On a cold wet day in October 1980 I stood in a drafty warehouse, on a Boston fishing pier. The stench of Boston Harbor came through missing windowpanes and a cold wind blew litter around the feet of those in line. There were children shouting; parents wearily seeking a place to sit; vendors yelling their wares and officials keeping order; and elderly people wandering off to find a place to sit. I was waiting to become an American citizen.
The words ''PLEASE REPORT AT THE BOSTON FISH PIER ON THE 28TH OCT, 1980 at 9 AM FOR PROCESSING'' headed an offical notice received a year previously. Despite the urge to protest the starkness of such a command, when one's future citizenship is on the line one will adjust one's sense of courtesy. Information demanded was supplied, and questions asked were answered. (One question asked whether I intended to overthrow the United States government by intrigue or force. That was difficult to answer, as I wasn't even aware I had a choice.) But at long last the day had arrived.
Of course, it's not as though cockneys are slipping ashore at midnight on some lonely beach on Cape Cod, or that MIT laboratories are churning out new inventions with illegal Oxford graduates. Nor is the Atlantic filled with Anglo-Saxon boat people. So why would I want to become a citizen?
A long time ago, a friend told me that what made America different from any other country was not its culture, or its politics, or even its diversity. ''America is an idea'' he said. ''It's an idea, an image of humanity that transcends its military or economic powers, its history, or its geographical position.'' And like all ideas defined and understood, there is a definition of perfection to aim for.
It means that I can define an America I can be proud of: an America that I will not want to emigrate from in the years to come. Being part of America is not to be part of a nation but to be part of an idea.
No one said it would be easy. The scene on this stark pier was how Ellis Island must have looked in the '20s and '30s. Unlike that historic place, however, here an international fair was being held, and vendors were selling plastic cowboy dolls from Taiwan, glass snow scenes of New England from the Philippines, Stars and Stripes from Japan, Thanksgiving baskets from Guatemala, and Statues of Liberty from India.

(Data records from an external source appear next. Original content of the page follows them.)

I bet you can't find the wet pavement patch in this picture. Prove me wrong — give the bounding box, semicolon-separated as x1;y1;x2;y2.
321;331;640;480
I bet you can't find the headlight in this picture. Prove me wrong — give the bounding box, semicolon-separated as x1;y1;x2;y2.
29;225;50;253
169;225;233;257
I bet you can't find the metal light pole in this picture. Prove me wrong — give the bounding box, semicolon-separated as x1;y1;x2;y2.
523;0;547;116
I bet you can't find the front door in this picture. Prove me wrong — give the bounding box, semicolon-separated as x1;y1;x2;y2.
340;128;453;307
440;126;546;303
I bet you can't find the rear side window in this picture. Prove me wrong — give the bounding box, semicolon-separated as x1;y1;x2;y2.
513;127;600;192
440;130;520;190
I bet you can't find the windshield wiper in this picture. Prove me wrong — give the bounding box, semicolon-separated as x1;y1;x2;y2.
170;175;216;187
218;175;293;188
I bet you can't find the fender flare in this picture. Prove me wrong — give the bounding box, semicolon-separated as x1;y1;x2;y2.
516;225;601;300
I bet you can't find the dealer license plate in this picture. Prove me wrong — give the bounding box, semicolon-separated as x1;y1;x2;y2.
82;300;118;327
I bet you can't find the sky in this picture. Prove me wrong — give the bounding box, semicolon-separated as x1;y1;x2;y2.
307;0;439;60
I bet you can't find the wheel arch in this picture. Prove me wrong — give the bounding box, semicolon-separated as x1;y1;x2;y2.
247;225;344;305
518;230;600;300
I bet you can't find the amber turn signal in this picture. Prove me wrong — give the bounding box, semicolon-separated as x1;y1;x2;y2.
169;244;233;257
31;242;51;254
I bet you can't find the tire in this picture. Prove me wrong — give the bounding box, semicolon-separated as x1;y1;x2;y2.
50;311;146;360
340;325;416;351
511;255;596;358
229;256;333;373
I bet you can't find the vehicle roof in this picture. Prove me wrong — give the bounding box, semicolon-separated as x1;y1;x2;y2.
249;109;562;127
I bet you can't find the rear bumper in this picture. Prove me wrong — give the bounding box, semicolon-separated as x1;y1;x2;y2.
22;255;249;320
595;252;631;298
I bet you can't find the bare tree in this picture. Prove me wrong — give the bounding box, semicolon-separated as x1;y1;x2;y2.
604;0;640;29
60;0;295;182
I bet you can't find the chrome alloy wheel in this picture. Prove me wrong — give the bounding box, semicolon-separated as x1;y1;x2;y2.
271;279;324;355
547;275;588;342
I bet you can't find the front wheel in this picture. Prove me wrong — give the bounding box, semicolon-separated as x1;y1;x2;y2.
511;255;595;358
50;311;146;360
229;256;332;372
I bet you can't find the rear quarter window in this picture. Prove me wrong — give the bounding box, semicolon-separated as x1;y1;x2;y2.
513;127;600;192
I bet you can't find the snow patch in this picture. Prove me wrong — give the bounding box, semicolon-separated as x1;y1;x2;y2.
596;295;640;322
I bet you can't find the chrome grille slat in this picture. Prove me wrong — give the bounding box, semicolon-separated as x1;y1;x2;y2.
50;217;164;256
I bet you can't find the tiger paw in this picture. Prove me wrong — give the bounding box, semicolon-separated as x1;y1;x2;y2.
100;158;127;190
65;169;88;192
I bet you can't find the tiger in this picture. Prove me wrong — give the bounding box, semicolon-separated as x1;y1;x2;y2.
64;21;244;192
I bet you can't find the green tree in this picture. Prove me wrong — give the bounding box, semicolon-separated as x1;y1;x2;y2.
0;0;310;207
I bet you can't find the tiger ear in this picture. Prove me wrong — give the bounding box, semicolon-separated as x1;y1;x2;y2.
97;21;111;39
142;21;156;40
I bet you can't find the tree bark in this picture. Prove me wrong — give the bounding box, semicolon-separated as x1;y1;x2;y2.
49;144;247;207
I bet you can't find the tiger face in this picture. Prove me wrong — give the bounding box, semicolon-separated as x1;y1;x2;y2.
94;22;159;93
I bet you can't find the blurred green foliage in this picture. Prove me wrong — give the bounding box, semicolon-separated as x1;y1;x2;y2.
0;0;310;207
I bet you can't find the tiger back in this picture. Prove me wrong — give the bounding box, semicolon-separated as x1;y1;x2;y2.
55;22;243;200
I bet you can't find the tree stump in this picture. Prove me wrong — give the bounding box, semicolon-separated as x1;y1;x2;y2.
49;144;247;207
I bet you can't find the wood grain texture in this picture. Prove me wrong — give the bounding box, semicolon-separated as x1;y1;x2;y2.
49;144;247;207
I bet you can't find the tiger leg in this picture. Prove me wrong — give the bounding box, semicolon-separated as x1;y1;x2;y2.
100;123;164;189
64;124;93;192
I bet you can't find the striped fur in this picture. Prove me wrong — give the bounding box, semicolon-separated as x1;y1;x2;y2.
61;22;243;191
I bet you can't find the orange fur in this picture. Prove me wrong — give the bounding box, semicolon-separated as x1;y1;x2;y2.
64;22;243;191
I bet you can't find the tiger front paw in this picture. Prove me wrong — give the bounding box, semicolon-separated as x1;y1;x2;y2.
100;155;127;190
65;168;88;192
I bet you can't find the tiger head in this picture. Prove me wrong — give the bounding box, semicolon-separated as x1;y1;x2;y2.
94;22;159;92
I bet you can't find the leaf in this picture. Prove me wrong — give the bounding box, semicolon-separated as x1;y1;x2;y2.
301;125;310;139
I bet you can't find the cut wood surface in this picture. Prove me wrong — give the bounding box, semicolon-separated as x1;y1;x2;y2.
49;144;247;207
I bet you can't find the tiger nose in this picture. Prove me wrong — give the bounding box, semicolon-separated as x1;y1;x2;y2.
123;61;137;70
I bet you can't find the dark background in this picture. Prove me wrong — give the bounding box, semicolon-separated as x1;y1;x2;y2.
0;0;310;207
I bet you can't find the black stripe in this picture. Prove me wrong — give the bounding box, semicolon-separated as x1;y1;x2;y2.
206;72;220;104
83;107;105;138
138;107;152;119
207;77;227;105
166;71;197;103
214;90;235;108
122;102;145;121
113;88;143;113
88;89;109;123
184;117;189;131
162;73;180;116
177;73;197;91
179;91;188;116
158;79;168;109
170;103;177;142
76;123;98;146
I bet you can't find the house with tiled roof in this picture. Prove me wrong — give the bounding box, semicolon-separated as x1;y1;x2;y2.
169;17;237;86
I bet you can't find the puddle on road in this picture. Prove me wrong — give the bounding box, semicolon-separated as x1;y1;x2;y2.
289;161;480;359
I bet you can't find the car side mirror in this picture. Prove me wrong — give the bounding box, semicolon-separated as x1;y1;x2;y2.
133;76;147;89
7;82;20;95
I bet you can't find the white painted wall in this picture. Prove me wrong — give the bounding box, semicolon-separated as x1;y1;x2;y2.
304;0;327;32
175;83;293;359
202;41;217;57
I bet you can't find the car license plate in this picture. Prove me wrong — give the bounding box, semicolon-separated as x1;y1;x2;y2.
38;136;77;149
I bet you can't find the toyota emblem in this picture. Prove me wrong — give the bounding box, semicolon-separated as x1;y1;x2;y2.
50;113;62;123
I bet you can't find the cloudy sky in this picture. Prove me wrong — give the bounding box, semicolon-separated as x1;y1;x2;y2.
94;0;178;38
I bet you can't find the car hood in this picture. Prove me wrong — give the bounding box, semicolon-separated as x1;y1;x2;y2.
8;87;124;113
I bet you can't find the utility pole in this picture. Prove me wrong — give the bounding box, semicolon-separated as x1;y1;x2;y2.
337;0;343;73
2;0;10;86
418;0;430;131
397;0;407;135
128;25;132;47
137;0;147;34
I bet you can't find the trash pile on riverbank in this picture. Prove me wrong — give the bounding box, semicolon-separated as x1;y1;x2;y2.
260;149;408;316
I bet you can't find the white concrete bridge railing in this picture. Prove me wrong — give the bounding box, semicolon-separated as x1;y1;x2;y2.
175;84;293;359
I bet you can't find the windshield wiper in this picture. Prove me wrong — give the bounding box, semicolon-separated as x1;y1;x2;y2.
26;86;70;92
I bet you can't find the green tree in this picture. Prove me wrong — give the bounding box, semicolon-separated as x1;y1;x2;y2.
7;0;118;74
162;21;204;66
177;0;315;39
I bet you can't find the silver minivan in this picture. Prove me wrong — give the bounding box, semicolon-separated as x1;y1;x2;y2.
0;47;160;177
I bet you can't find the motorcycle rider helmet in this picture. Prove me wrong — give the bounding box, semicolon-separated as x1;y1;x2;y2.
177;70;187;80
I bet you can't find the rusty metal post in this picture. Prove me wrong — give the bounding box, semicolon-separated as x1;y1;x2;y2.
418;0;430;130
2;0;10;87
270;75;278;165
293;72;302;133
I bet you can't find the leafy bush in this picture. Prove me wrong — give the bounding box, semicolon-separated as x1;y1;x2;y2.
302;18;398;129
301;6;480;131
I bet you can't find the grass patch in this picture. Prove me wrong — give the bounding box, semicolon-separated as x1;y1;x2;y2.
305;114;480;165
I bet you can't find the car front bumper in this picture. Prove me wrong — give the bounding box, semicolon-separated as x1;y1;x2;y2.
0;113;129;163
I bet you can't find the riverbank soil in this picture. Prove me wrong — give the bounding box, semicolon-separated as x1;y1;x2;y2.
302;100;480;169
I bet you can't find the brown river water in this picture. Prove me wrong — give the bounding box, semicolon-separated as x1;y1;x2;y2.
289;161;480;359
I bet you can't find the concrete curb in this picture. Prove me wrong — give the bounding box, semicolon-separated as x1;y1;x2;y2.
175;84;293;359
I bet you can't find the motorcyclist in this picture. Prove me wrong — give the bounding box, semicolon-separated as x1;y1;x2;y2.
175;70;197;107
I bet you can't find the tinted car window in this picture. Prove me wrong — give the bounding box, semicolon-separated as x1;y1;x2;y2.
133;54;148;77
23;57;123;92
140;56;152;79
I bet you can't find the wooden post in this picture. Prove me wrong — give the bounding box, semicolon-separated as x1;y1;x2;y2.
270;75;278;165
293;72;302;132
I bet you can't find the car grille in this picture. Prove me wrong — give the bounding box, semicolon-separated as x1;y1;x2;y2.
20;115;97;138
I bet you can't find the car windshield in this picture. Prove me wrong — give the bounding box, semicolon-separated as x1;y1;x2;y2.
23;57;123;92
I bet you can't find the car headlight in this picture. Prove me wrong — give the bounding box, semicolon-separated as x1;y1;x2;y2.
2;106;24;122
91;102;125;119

All the sellers, however, were made in America.
During the processing we were told how blessed we were by the local DAR, and we clapped politely when a Bulgarian Folk Troupe finished its endless repertoire. Then it was time for lunch.
As I tried to leave, I was restrained by a guard in a very rumpled uniform. He inquired if I had been officially made a citizen. As I had not yet been actually sworn in by a federal judge, he said, I should remain where I was.
I explained that I was hungry, that I had been there since 8:30 a.m., and it was time to eat. I could not, the guard said, leave until I was officially accepted. After five minutes of trying to reason with the guard, I realized I was behaving like an Englishman. It was time, I decided, to act like an American!
I have discovered more litigious people in America than anywhere I have been. Everything, it seems, can be disputed or resolved in court. Unlike most Europeans I know, Americans do not turn first to arbitration or conference to solve civil disagreements. They perk up at the mention of legal action.
I informed the guard there was nothing under the Constitution, federal law, or state law, by which I could be restrained from lunch; that, if there were, I would be most happy to learn about it.
The guard's stance weakened, and he glanced to either side. As I began to walk toward the exit, he hurried along with me, agreeing that it was my ''right'' to have lunch, but could I see his position? I could, he pointed out, easily walk away into the American mainstream, unnumbered, unstamped, and unsworn.
So when he asked for collateral against my good faith, I gave him something that, according to Madison Avenue, is ''accepted everywhere.'' He took my MasterCard, and I went to lunch.
Two hours later I returned. The din had increased. The Folk Troupe had left, but the room was now occupied by noisy children, and the hubbub of people talking in many voices and languages.
At 4:30 p.m. the judge began to swear us in, and we raised our hands in solemn obedience to the Constitution.
Several days later came a call from the Immigration and Naturalization Service. I was asked if I had been sworn in. Yes, I said, of course. Then why didn't I retrieve my credit card?
''It's out of date,'' the new American said. He waited and, hearing no protest, gently hung up.